The Benjamin Britten quartet was a remarkable surprise. The Berliners were thrilled by the exotic foreign idiom of the English composer. The rich ensemble tone of the opening bars was intensely quiet, strident, more ravishing than I remembered. They made this great dark British music an answer to Shostakovich and Mahler, an alternate rendition of the angst of modern life. The music evoked the emotions of a painting by Francis Bacon, but made them gorgeous. Each player went wild, but they were relentlessly together. Their sliding glissandi were absurd, not tragic, but overcast and beautiful.

The hard, fast notes that began the second movement were wry smiles, narrative and lively. The deep, piercing cries of the cello that open the third movement led to a soulful dialogue amongst all of the strings, with more crying high notes in the first violin. The cello part in this piece is spectacular, and was stunningly well played. The piece ended eloquently, with a series of threats, left completely unresolved.

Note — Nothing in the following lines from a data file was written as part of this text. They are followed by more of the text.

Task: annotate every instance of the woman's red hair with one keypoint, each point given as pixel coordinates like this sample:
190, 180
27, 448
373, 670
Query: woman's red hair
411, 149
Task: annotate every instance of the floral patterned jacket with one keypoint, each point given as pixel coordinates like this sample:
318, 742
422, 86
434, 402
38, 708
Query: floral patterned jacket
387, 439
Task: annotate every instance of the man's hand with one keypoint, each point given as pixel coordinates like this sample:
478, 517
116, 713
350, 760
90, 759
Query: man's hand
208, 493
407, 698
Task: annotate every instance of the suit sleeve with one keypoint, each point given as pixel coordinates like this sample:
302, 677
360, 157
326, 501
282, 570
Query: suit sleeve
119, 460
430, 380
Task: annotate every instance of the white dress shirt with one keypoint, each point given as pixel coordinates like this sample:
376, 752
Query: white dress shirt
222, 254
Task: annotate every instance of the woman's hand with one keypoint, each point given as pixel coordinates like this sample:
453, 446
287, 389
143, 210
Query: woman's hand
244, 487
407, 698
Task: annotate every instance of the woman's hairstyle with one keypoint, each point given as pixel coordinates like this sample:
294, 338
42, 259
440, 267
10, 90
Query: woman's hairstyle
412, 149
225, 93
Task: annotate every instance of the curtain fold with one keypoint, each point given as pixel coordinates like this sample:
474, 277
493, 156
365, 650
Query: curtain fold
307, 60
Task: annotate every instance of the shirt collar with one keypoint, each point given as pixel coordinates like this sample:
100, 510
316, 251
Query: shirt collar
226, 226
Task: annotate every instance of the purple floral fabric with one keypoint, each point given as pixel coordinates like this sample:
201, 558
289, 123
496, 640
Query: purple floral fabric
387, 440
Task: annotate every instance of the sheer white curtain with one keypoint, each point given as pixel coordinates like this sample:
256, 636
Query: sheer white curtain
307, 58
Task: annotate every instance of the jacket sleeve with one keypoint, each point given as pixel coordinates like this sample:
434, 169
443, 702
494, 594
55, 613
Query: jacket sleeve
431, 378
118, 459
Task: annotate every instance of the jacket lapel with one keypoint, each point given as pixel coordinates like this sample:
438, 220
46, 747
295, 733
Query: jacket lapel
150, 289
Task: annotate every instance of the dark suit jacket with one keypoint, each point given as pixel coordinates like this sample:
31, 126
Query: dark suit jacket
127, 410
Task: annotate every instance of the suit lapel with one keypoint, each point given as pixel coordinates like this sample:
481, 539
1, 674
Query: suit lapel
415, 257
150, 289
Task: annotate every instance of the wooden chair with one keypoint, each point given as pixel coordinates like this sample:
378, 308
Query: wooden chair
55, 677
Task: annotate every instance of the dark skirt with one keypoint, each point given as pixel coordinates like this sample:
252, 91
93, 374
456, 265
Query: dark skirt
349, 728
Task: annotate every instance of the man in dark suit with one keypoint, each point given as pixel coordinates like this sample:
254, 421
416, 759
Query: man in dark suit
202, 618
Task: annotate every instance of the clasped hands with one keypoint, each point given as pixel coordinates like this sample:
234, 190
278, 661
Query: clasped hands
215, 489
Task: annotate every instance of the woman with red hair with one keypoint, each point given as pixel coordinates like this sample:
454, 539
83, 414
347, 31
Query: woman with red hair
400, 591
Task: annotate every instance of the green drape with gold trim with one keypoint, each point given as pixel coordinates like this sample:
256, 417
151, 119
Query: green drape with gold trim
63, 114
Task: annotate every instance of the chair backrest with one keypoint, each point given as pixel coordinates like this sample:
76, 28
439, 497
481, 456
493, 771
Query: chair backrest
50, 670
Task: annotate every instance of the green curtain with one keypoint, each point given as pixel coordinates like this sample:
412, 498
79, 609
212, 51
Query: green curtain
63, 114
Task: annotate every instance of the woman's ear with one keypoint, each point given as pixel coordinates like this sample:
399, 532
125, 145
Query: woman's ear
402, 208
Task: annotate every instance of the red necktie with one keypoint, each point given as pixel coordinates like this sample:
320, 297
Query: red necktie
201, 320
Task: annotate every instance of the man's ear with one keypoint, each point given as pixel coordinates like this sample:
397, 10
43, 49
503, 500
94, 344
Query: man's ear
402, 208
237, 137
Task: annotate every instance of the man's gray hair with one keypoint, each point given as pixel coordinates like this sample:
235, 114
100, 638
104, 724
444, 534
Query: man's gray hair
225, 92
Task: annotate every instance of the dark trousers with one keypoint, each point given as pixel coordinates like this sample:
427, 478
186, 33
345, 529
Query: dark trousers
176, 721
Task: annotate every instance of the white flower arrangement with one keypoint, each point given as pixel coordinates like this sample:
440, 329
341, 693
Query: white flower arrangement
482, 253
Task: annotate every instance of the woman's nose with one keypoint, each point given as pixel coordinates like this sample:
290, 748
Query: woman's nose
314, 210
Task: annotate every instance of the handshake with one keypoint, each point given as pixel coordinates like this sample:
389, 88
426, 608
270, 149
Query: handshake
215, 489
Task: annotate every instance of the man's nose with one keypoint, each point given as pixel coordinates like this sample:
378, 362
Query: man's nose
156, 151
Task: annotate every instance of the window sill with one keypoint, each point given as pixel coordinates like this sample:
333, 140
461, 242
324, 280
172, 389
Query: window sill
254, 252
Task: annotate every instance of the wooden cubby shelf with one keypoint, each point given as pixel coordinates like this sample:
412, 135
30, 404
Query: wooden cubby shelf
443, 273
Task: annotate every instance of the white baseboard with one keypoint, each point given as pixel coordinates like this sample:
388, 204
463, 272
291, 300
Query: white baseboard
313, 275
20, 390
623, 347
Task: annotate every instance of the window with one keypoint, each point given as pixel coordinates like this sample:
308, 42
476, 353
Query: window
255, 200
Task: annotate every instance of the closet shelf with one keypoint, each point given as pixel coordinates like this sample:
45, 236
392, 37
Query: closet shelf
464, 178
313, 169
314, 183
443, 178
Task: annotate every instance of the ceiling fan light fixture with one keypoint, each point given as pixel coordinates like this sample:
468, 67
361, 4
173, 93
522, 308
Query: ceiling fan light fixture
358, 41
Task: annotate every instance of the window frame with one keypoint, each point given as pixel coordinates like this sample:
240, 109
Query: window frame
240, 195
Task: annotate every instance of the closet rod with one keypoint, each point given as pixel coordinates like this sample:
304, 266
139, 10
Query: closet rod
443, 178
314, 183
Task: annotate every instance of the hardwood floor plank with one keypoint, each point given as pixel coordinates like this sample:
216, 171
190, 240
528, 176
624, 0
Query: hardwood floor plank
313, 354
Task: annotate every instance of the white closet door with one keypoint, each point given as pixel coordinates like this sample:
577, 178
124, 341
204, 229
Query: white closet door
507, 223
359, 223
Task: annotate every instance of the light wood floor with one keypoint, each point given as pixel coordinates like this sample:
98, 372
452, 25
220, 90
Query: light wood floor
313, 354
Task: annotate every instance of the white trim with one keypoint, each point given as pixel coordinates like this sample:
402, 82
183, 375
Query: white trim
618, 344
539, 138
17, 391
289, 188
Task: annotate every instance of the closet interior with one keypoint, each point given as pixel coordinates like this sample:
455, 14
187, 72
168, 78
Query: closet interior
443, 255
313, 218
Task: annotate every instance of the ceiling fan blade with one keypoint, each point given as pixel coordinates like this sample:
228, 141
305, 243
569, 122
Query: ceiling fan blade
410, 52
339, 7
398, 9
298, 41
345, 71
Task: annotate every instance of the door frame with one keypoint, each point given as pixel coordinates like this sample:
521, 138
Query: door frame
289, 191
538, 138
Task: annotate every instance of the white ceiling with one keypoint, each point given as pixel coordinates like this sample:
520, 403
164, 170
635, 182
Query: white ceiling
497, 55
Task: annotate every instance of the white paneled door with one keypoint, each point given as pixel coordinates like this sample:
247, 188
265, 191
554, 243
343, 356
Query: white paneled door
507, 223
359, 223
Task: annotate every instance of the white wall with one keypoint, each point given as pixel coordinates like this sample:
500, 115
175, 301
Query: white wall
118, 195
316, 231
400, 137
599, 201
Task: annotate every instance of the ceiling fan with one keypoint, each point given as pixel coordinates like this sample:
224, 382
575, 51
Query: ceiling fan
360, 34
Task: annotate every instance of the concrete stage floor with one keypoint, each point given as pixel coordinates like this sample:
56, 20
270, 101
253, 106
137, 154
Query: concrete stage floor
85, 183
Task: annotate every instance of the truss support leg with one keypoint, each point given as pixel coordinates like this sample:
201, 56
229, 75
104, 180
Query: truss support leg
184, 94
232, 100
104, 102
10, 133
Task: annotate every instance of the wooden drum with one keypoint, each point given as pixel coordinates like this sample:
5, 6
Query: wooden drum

After the intermission, the atypical melodies of the Shostakovich quartet were richly sung. There were moments of angst that rose to furious energy, filled with anger. But even burning with anger, the melody held. The whispery high-pitched falsetto tones in the first violin were masterful, as was the ensemble in the Andante. The cello was again splendid, particularly in the extraordinary passage with pizzicato and bowing at the same time. Time and again, the mysterious song rose into the fury of a scratchy roar. There was an odd off-key intonation in one transition. But all in all, Shostakovich’s strange slice of life was splendidly rendered, with almost no hint of breaks between movements and a suitably eccentric ending.

Feet stomping on the wood floor and risers heightened the final applause. The encore was the last movement of Mozart’s Quartet in G major, the first dedicated to Haydn. The Molto allegro movement was a delightful dance, overflowing with alacrity and explosive attacks.